The breathing mixture that enables you to do what other scuba divers can only dream of doing.

06 January 2021

By Danel Wentzel

We need oxygen to survive and so we breathe air into our lungs to get this essential life source into our bloodstream. We as scuba divers breathe compressed air from a cylinder in the same way so that we can explore the underwater world, untethered to the surface.

Nitrox or otherwise referred to as enriched air, enriched air nitrox or EANX, is a variable mixture of breathing gas where there is a higher percentage of oxygen than what is found in normal air.

Simplified - the air we breathe contains roughly 21% oxygen and 79% nitrogen. Oxygen is needed for metabolism to produce energy for our bodies to function, while nitrogen is an inert gas that our body cannot use. It does however play a major role in scuba diving.

Diving tables or decompression models take into account the amount of nitrogen in the air we breathe to calculate for how long we can stay at a given depth. It is the rapid release of nitrogen from your tissues, during an uncontrolled ascent, that results in decompression sickness.

So if nitrogen is the culprit then by breathing a mixture that has less of it in the gas we alter the limits it sets on us. Breathing enriched air at depth enables you to dive longer than normal air as the smaller quantity of nitrogen being absorbed will take longer to saturate your tissues.

This equates to a dive to 30 metres on air is normally limited to 20 minutes but on EANX 32% this is extended to 30 minutes. This benefits Open Water divers as well as a dive to 18 metres has a no-decompression-limit of 56 minutes but on EANX 32% this rises up to 95 minutes.

The most common mixes of enriched air supplied at diving centres is EANX 32% and EANX 36%. But you may be wondering, if nitrogen limits our time at depth, then why don't we just breathe 100% oxygen?

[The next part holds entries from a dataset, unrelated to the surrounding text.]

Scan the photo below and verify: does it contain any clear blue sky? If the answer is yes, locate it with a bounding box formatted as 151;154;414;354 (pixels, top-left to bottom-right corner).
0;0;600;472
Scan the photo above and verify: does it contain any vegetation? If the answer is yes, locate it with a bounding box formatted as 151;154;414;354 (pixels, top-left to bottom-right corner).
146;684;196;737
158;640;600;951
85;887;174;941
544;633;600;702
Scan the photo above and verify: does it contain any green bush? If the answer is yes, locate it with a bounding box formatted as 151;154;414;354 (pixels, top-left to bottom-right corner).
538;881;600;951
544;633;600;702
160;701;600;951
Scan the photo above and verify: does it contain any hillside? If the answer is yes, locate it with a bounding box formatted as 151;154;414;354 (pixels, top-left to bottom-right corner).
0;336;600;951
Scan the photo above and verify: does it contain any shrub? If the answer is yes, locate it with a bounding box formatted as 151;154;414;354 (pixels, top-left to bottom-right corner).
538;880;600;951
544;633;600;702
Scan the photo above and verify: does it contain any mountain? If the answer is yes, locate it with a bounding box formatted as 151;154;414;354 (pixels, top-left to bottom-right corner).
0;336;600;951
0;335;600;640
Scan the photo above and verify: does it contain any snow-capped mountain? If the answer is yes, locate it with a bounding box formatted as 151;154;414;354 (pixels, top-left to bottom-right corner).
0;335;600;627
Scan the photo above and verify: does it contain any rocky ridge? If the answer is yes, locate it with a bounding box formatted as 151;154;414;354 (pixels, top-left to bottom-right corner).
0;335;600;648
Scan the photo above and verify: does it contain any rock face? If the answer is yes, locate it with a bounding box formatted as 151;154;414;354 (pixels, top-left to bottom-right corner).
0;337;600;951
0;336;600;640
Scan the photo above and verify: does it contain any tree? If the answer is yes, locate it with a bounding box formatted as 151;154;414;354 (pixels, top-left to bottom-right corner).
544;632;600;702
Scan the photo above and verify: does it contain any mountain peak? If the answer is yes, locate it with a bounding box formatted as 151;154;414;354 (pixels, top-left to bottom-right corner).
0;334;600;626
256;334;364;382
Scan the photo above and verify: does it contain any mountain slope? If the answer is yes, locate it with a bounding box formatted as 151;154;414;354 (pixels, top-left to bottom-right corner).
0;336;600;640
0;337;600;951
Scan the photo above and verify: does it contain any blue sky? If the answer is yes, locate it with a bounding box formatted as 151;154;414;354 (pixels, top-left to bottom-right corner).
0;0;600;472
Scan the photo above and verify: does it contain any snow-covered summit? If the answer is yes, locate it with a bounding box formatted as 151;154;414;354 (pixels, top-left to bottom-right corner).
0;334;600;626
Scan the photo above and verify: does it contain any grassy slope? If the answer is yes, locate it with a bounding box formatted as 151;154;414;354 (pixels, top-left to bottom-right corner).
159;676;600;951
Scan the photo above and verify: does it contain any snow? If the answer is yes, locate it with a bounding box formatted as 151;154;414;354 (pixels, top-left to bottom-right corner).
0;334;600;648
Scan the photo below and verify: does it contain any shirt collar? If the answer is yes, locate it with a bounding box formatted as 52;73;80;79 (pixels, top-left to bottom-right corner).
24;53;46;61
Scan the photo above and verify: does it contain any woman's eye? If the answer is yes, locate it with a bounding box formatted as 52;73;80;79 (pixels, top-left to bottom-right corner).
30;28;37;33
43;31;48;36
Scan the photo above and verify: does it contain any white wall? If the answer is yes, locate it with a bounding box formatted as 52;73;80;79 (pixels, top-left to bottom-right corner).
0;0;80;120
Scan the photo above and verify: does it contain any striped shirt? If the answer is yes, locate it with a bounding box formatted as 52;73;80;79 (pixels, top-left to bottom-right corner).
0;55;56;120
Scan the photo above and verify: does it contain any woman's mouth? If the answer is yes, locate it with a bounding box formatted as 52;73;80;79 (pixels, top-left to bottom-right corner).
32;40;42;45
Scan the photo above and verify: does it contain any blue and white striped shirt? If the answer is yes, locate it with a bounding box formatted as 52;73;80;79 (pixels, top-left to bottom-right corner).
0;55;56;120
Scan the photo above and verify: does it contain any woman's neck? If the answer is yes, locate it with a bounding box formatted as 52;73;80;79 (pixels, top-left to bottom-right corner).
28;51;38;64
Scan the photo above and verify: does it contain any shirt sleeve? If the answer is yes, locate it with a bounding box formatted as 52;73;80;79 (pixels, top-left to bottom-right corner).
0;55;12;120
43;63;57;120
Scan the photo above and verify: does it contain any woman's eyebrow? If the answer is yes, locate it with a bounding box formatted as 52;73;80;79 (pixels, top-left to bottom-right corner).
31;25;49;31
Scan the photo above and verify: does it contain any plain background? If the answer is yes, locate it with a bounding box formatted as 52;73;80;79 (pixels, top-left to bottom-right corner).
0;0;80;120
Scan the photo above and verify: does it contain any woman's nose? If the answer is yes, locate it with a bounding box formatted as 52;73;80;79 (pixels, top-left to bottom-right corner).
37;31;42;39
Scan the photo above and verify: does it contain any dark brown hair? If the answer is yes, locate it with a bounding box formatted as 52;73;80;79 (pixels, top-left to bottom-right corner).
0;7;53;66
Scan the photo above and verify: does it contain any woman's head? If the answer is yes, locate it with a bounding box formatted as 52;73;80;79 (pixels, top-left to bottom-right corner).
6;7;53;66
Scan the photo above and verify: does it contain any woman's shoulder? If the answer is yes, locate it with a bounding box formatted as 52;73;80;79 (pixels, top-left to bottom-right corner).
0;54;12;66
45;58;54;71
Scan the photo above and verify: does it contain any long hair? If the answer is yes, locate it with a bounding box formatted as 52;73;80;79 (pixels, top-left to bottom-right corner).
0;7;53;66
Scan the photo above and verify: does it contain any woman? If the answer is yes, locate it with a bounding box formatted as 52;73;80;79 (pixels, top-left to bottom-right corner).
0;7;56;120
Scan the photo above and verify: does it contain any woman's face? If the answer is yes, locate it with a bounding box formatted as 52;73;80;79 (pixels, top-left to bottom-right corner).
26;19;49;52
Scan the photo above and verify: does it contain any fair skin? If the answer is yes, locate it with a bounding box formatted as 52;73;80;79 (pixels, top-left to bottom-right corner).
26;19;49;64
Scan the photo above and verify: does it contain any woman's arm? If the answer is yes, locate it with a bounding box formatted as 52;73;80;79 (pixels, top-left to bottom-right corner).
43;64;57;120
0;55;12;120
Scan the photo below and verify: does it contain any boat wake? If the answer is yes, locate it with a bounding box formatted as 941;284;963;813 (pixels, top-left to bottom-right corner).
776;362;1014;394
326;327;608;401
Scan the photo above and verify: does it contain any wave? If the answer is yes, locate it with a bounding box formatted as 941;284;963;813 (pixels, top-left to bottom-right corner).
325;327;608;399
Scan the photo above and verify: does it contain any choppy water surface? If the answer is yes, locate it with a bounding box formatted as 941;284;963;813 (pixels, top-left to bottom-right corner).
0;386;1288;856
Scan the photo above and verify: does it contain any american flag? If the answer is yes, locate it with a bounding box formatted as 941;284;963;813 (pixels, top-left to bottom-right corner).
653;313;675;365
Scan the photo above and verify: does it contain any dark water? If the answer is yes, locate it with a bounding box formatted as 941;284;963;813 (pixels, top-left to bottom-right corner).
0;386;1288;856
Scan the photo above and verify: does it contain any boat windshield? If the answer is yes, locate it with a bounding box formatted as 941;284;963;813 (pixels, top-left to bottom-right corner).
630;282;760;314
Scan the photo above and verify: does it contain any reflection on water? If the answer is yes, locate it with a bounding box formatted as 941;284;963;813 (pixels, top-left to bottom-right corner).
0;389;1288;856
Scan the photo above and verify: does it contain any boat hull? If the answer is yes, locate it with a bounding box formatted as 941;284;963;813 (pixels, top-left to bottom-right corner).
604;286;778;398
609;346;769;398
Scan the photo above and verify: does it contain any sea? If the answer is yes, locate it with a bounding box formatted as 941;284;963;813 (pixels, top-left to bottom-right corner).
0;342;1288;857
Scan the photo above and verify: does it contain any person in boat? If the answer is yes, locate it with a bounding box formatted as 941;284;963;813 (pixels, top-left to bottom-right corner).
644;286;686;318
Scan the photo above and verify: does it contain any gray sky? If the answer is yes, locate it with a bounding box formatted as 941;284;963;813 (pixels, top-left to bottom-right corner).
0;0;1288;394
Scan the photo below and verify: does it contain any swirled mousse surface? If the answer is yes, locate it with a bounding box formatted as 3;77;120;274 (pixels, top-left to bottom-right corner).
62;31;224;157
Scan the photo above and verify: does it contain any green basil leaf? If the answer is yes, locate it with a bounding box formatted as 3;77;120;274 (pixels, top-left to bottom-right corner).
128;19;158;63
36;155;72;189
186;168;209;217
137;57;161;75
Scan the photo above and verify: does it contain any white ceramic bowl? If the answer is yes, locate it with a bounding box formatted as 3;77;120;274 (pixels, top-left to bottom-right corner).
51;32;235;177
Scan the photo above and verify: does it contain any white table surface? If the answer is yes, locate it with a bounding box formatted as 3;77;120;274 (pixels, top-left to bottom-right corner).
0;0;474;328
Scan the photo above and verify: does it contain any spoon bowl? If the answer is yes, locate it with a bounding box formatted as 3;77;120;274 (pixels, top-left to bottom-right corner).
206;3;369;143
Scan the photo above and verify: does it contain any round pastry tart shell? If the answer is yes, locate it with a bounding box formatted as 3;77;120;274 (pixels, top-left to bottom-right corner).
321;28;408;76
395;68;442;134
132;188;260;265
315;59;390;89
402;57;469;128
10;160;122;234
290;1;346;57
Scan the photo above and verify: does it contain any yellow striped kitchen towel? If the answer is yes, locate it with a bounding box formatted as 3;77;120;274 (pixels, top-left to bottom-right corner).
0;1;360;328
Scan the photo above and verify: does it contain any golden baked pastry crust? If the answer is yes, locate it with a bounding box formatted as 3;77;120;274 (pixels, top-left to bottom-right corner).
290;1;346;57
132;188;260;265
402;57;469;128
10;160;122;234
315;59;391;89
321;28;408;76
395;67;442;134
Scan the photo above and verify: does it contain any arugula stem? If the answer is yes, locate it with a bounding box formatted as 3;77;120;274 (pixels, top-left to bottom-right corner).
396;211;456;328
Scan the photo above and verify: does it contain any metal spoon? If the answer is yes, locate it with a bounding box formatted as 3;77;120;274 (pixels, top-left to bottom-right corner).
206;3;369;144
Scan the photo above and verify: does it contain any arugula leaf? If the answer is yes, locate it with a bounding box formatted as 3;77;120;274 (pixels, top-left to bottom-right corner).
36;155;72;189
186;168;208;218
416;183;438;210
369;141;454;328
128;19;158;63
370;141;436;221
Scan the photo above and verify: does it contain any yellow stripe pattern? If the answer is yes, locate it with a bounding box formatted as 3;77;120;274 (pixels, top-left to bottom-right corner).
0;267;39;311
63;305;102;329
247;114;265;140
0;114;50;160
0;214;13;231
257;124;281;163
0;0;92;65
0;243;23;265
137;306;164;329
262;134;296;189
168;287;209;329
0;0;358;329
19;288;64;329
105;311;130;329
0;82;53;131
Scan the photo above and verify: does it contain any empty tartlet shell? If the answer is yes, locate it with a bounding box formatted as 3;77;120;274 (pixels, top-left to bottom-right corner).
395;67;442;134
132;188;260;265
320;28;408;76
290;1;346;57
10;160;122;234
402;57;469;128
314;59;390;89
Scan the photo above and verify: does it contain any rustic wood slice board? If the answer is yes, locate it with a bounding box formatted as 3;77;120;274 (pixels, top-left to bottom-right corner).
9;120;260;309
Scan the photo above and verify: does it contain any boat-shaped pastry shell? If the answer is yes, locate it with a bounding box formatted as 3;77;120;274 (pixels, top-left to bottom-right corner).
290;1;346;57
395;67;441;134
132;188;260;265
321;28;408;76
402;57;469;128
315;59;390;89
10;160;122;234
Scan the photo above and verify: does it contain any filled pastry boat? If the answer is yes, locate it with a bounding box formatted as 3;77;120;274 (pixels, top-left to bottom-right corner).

And the answer is because there is a maximum operating depth to oxygen under pressure. This means that when breathing normal compressed air the maximum depth that you can dive safely is 56m without risking oxygen toxicity. Oxygen toxicity can cause convulsions underwater which can be extremely dangerous as you may easily lose your regulator and drown.

The maximum depth decreases as the percentage of oxygen increases. Breathing 32% nitrox limits your depth to 34m, 36% limits you to 29m and 100% allows you to dive to a mere 4 metres. Recreational nitrox divers are limited in their training to 40%.

Breathing enriched air nitrox enables you to prolong your bottom time compared to normal compressed air, which may feel like a superpower within the realm of scuba diving but with it comes responsibility and further training.

Understanding the risks of a higher percentage of oxygen in your breathing mix, the nitrox dedicated dive tables, oxygen toxicity and maximum operating depths as well as how to use an oxygen analyser and nitrox mode on your dive computer - is essential knowledge to know before jumping into the water.